Mon doudou divin – Katarina Mazetti

Quatrième de couverture : 

Pigiste pour la presse féminine, Wera a épuisé tous les sujets. Et ses liquidités ! Elle tombe à la caisse d’un supermarché sur une petite annonce proposant un stage en spiritualité. 

Un sujet en or ! C’est parti pour trois semaines d’immersion à La Béatitude, en compagnie d’un apprenti gourou, d’une « petite mère », et de quatre autres participants en manque de spiritualité. 

Il y a un médecin radié, un musulman iranien, une femme invisible, et Madeleine qui porte en permanence son sac à dos comme un fardeau. Ressortiront-ils adeptes d’une nouvelle religion ou déchargés de leurs préjugés ?

Car tous, même Wera et son pseudo-cynisme, sont en quête de sacré. N’avons-nous pas tous besoin d’un doudou divin à dorloter ?

Ma « touche » perso :

Ce roman est looooooong . on tourne les pages et on attend qu’il se passe quelques choses mais rien !

Je ne suis pas quelqu’un de très pieu et ne croyant pas à toutes superstitions et autres grigris déjà c’était mal barré. ce genre de communauté me fait plutôt rire. Mais je me suis dit comme la pigiste après tout!

Wera espère avoir trouvé le scoop, l’article qui lui permettra de faire son entrée dans le journalisme. Elle se lance donc dans cette aventure afin de faire son article.
Les autres personnages pourraient être attachant, drôle, surprenant. Mais rien de tout ça!

J’étais pourtant partie limite gagnante avec cette auteure car j’avais aimé la lecture du mec de la tombe d’à côté et sa suite Caveau de famille (un peu en deçà celui-ci mais bien tout de même).
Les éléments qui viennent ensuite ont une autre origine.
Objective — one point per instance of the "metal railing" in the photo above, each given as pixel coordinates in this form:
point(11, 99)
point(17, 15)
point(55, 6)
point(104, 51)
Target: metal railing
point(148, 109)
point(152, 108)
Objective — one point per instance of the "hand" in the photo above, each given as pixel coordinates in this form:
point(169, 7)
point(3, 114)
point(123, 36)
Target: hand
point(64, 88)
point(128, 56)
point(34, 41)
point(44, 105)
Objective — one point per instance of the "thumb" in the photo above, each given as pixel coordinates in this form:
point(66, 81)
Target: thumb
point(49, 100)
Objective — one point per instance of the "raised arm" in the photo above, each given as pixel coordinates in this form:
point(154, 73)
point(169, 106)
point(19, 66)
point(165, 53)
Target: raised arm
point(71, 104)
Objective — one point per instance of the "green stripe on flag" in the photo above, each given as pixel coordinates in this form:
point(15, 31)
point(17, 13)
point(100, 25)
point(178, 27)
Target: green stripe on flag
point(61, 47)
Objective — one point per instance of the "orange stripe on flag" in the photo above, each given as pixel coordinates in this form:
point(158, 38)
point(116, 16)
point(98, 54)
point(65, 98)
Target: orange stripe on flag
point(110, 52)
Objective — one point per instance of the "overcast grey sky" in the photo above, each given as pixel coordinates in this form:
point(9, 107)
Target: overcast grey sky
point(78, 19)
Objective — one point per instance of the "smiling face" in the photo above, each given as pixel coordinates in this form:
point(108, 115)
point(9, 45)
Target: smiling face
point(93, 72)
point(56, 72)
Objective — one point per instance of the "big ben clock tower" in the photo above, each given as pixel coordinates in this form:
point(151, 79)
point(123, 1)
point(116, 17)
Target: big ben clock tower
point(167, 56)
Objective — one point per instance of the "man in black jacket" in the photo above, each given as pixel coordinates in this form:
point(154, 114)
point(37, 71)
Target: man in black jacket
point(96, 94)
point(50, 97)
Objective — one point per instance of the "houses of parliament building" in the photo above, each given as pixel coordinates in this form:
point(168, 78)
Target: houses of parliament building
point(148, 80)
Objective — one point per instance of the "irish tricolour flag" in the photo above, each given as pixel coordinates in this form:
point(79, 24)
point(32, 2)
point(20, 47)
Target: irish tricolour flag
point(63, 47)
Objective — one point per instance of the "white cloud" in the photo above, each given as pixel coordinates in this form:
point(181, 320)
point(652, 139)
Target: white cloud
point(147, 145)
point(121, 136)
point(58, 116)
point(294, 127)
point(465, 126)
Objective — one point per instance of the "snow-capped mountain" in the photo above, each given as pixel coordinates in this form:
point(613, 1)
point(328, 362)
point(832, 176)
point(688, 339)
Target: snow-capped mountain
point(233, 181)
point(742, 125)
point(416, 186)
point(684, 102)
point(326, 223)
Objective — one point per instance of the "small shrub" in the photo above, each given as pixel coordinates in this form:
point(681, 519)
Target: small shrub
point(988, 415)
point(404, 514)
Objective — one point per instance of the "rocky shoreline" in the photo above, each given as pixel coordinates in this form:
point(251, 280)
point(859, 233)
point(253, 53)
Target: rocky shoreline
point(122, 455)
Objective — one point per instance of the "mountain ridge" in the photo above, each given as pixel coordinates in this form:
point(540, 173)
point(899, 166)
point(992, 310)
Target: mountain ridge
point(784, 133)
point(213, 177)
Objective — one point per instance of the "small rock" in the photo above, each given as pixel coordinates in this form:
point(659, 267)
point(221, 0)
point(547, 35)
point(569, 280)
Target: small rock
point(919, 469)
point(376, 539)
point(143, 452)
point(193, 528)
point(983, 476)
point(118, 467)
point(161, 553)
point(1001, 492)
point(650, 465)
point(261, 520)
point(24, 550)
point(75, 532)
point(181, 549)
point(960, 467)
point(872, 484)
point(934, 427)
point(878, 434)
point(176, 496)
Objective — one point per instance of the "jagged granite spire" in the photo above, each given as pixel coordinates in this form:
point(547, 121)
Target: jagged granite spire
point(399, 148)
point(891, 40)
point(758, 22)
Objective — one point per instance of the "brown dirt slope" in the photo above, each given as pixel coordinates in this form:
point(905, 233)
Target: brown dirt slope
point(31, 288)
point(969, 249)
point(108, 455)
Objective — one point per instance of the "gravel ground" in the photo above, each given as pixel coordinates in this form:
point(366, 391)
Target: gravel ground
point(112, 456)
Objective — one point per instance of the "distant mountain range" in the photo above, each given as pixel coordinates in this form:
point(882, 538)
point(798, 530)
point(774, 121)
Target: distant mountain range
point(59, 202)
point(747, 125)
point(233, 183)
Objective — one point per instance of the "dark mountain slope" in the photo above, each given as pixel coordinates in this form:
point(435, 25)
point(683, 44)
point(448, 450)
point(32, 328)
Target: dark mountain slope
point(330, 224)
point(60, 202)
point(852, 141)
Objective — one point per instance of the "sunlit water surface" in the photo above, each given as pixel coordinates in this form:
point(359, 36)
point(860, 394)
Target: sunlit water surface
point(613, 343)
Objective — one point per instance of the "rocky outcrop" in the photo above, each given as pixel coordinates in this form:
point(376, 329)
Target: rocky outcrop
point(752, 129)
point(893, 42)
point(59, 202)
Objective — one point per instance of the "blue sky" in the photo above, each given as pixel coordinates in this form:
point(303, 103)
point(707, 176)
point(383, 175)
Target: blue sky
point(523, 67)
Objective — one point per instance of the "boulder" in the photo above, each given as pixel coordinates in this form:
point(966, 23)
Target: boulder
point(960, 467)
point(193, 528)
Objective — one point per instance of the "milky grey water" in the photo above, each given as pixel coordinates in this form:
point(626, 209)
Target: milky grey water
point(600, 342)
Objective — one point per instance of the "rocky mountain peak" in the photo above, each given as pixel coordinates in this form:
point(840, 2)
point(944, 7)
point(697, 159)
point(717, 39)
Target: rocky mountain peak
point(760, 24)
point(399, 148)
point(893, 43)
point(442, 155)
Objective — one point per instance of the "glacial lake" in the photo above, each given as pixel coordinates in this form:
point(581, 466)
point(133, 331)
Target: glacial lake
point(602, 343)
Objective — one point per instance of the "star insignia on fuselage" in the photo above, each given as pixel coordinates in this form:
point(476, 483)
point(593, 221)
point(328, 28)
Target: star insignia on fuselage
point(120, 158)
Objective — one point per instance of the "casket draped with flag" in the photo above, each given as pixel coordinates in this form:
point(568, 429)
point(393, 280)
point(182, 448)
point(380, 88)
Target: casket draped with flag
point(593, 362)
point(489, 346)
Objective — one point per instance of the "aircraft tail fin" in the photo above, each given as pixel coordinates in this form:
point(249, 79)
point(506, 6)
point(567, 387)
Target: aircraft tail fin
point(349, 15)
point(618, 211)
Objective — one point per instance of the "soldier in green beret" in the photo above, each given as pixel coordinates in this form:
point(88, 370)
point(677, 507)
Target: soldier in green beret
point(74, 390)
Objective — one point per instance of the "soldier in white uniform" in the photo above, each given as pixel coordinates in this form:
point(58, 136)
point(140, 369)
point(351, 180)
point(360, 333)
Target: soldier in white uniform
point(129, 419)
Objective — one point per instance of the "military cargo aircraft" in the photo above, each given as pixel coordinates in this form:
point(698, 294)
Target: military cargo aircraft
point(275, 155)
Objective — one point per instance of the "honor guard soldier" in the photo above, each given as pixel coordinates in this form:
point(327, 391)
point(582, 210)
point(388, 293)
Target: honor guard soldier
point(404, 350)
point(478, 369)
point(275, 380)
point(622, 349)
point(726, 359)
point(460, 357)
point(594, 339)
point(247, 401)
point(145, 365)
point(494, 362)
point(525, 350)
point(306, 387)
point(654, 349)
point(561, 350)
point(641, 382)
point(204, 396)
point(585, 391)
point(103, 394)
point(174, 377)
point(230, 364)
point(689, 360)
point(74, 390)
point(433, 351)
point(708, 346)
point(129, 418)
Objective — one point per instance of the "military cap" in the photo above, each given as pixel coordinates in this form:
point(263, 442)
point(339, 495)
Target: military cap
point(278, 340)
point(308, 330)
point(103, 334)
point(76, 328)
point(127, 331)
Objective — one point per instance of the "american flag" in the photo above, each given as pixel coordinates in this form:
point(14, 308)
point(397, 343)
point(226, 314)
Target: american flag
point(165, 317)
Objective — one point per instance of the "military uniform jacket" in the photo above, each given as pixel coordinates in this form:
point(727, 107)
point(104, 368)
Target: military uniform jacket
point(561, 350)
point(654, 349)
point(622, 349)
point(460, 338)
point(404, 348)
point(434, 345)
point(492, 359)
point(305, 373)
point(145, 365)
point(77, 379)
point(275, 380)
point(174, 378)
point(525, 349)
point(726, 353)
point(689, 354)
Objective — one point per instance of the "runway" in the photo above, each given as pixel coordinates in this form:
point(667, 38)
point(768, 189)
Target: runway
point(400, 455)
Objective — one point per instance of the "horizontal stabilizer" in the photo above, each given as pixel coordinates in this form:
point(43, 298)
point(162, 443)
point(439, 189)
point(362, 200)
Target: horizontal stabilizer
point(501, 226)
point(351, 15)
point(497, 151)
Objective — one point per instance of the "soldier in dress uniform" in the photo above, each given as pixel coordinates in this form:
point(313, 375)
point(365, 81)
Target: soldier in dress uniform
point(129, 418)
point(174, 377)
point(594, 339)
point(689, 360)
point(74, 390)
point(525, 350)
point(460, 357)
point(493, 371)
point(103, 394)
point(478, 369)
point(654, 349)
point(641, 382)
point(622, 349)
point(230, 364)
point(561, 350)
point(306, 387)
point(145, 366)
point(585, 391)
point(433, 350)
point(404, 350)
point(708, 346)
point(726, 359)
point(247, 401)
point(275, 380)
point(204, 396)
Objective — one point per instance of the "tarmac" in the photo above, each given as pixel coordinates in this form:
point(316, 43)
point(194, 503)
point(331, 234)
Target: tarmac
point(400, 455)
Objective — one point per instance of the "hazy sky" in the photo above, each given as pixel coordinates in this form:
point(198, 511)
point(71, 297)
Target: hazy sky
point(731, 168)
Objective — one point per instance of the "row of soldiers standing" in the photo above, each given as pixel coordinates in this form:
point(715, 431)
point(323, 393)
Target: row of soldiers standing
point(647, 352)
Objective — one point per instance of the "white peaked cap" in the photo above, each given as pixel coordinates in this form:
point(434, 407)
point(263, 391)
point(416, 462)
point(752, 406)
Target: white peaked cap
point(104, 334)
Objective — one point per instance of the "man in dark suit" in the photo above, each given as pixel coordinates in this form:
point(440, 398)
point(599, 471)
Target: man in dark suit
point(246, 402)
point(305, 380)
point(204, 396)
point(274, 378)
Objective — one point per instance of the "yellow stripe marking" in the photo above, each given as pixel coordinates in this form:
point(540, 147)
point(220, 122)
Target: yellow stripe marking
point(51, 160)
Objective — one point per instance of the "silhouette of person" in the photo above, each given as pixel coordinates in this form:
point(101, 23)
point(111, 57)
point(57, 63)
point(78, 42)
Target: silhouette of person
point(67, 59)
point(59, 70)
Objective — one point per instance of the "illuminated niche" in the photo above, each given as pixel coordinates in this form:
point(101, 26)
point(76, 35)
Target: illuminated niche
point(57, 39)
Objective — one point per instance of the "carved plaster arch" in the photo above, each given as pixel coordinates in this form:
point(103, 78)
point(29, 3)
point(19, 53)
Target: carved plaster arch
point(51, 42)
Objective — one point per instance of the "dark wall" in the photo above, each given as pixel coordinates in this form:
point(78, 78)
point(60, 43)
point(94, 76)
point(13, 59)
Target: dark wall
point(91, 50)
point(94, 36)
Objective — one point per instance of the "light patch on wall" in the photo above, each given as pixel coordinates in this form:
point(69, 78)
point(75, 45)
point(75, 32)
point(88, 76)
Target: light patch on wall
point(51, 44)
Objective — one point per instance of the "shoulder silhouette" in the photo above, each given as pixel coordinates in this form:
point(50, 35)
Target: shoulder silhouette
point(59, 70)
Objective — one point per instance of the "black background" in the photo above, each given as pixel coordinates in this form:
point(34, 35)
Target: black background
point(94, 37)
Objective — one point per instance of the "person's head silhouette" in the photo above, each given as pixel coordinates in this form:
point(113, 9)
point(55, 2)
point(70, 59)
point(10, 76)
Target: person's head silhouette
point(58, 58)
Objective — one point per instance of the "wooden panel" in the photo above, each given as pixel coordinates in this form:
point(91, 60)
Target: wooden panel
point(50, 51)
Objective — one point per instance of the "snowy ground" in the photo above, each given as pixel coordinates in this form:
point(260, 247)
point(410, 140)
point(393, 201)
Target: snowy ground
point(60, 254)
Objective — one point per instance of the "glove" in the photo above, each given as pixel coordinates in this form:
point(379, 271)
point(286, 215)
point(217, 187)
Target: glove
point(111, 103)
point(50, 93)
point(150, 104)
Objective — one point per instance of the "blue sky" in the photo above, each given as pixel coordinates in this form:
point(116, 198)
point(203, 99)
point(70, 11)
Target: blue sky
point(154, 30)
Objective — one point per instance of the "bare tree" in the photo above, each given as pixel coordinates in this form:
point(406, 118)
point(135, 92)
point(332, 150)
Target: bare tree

Donc pour moi c’est une grande déception.. Il n’a, à aucun moment, réussi à me captiver.

Je ne conseille donc pas cette lecture ..

Point d’impact :

« 
Un stage pour créer son propre Dieu !« 

« Et autre chose ! Toutes les cultures depuis l’aube des temps ont eu des mythes et des dieux – et à moins d’être cinglé au point de croire en tous, on est bien obligé de tirer la conclusion que c’est un simple mortel qui les a bricolés au coin du feu dans sa hutte ! »


Palmarès de l’AUTEUR:

Katarina Mazetti est née à Stockholm mais a grandi à Karlskrona un port au sud de la Suède.

Elle a obtenu une maîtrise en littérature et en anglais à l’Université de Lun, avant de travailler comme professeur, puis comme producteur de radio et journaliste. Elle a été également critique littéraire.

Son premier roman, « Le mec de la tombe d’à côté », était fondé sur son expérience en tant que femme d’agriculteur. Il a été traduit en 16 langues et a connu un grand succès. Vendu à 450 000 exemplaires en suédois, il sera traduit en 22 langues et adapté au théâtre et au cinéma. En 2002, le film est un succès, vu par plus d’un million de suédois.

                                        
Mon Score !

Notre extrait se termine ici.